Kein literarisches Wagnis, aber alltägliche Echtheit

Voller Stern Voller Stern Voller Stern Voller Stern Leerer Stern
esclimont Avatar

Von

»Verheiratete Frauen« ist kein stilistisches oder literarisches Wagnis, keine Neuerfindung der großen Themen wie Ehe, Freundschaft oder Untreue – und doch ist es ein Roman, der sich leicht und angenehm liest, dabei unterhält, berührt und stellenweise sogar zum Nachdenken bringt. Cristina Campos erzählt von drei Frauen in ihren Vierzigern – Gabriela, Silvia und Cósima –, die in Barcelona leben, lieben, leiden, betrügen, hoffen, zweifeln und sich dabei gegenseitig auffangen. Es ist eine Geschichte, wie man sie kennt – vielleicht sogar allzu gut –, aber manchmal liegt gerade in dieser Vertrautheit der Reiz.
Natürlich: Der Plot ist nicht neu. Ehekrisen, heimliche Affären, der Wunsch nach Freiheit, das Gefühl, irgendwie im eigenen Leben zu ersticken – all das hat man in unzähligen Romanen und Filmen schon gelesen und gesehen. Campos fügt dem nichts wirklich Eigenes hinzu, weder thematisch noch stilistisch. Ihr Schreibstil ist schlicht, funktional, manchmal gar ein wenig unausgereift. Manche Dialoge sind holzschnittartig, einige Pointen wirken bemüht, fast banal. Die Sprache dringt nicht in tiefere Schichten vor, sie beschreibt, was ist, bleibt dabei aber oft an der Oberfläche. Und doch: »Verheiratete Frauen« hat etwas, das man nicht unterschätzen sollte – eine gewisse emotionale Echtheit. Die Figuren, so archetypisch sie auch sein mögen, fühlen sich lebendig an; man lässt sich auf sie ein, begleitet sie durch ihre Zweifel, ihre kleinen Siege und die allzu menschlichen Rückschläge.
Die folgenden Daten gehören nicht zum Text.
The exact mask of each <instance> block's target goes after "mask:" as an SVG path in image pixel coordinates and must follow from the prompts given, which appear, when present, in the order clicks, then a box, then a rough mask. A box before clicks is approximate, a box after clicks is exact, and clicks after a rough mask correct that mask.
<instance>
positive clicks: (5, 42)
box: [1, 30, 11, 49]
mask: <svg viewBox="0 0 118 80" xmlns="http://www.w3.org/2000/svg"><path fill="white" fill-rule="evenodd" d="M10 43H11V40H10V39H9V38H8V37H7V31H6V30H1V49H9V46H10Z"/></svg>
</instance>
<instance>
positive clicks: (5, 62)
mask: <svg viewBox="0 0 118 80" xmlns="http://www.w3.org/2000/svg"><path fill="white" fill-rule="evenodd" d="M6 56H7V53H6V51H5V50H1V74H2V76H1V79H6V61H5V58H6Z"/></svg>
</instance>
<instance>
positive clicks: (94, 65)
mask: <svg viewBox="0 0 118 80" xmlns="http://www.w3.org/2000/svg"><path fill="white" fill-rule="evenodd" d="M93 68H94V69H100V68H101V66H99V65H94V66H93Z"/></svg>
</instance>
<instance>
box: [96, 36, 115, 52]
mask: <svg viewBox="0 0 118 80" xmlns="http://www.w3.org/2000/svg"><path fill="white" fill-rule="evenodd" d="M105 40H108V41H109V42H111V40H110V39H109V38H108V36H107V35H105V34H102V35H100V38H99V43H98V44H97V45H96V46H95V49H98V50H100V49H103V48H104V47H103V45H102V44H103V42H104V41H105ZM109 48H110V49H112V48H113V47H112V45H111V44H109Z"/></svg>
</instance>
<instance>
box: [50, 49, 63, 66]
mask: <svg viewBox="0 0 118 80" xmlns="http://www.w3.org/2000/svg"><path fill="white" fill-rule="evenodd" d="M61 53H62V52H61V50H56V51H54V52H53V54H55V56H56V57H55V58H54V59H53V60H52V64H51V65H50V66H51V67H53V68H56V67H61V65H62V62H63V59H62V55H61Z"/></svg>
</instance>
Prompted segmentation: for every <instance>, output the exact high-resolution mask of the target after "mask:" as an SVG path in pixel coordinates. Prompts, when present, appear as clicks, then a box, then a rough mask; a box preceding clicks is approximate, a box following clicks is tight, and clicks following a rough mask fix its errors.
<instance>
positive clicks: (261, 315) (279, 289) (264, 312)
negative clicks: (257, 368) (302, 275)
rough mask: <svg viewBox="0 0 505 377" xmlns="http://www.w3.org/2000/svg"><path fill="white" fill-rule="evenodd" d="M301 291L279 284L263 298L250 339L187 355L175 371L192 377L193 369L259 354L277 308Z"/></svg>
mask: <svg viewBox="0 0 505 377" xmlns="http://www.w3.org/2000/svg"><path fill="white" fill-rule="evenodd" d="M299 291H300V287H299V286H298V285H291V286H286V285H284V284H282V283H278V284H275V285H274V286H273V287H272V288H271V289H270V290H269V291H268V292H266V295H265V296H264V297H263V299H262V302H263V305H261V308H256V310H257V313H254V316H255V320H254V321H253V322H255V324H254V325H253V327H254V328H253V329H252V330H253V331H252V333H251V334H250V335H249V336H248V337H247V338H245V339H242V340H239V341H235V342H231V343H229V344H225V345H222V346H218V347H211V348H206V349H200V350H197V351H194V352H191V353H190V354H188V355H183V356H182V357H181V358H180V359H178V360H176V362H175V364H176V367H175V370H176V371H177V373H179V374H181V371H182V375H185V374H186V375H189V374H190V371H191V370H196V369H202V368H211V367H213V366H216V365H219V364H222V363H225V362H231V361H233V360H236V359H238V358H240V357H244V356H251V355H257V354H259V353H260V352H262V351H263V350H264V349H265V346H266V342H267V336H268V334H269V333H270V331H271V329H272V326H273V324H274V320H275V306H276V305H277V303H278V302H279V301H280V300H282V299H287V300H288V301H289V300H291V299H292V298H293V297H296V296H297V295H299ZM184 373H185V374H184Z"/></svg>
Campos gelingt es, das Lebensgefühl von Frauen in der Lebensmitte mit Empathie und Leichtigkeit zu schildern – ohne Schwulst, ohne Pathos. Und das macht den Roman trotz aller Kritikpunkte lesenswert.
Gerade als männlicher Leser empfand ich »Verheiratete Frauen« fast als aufschlussreich. Man taucht ein in Gespräche, Gedanken und Stimmungen, die einem sonst oft verborgen bleiben. Natürlich repräsentieren diese drei Frauen nicht alle Frauen – aber sie geben Einblick in ein bestimmtes Erleben, in Sehnsüchte, Frustrationen, Lebenslügen und das stille Ringen um Würde und Selbstbestimmung.
Fazit: Literarisch ist dieser Roman nicht bedeutsam. Er ist nicht tiefgründig, nicht sprachlich besonders, nicht überraschend oder stilbildend. Aber er ist unterhaltsam, nah an seinen Figuren und durchaus bewegend. Ein kluger, unprätentiöser Roman über das Leben, wie es eben oft ist: widersprüchlich, unvollkommen, manchmal schmerzhaft – und dennoch nicht ohne Licht.